The inclusion of value chain analysis in the local file demonstrates that the SAT is conscientious about ensuring that the Chinese taxpayers are allocated their fair share of MNEs’ global value chain profits, and that any potential mismatches can be easily identified in the local file. It also provides the fuel for the Chinese tax authorities to apply PSM and VCMTP methods.
As a very interesting addition to the above master file and local file, taxpayers engaging in intra-group services arrangements, cost-sharing arrangements (CSAs), or falling under thin-cap requirements are required to prepare a special issues file without a transactional threshold.
Subject to the above, MNEs are advised to evaluate their capability in preparing the files, set-up an effective system to collect information and better allocate resources. Meanwhile, they should also consider reviewing and updating the group’s TP policies without further delay so they can adapt to the new requirements set forth in the Draft.
Advance pricing arrangements
Refinements have been made to guidance on advance pricing arrangements (APAs), providing that priority will be given to
applications from taxpayers who provide thorough value chain analysis and/or have duly considered LSAs such as market
premium and location savings, and who plan to adopt appropriate TP mechanisms.
The concept of median is further reinforced in the APA provisions. The Draft provides that the tax authorities may adjust the pricing or profitability to the median of the agreed range if the pricing or profitability falls outside the agreed range in any particular year during the APA. The tax authorities may also adjust the weighted average pricing or
profitability to the median of the agreed range if it is below the median of the agreed range (even if within range). The
Draft also provides that tax authorities may turn away applications for extensions from taxpayers whose weighted average pricing or profitability fell below the median of the agreed range (even if within range) during its in-force APA period.
The Draft also made changes to the administrative proceedings. The notable ones include the requirement to provide the application materials with the submission of the letter of intent” and the abolition of anonymous pre-filing
meetings.
Looking ahead
The issuance of the Draft was timed to coincide with the release of the 2015 Deliverables of the G20/OECDBEPS international tax reform project and integrates elements of the BEPS proposals for TP. However, , in parallel, it also
formalises many of the novel China TP concepts which the SAT has developed in recent years, thus localizing the BEPS TP work in a China context.
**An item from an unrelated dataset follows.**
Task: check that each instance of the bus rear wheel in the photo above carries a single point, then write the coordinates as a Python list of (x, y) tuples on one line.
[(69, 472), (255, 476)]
The Draft is a highly significant document, clarifying the Chinese approach to TP investigations and analysis, introducing new TP methodologies, and significantly expanding TP documentation requirements. The guidance spells out, more clearly than ever, the types of transactions and the nature of the TP adjustments which the PRC tax authorities consider themselves entitled to investigate and make, respectively. At
the same time, the Draft gives great latitude to local tax authorities to apply the often broadly drafted rules. Ultimately it remains to be seen in practice what precise effect the new guidance will have. Incidents of double taxation for MNEs may be set to increase in the future, and MNEs may in many cases be compelled to adjust their existing business models and/or TP policies.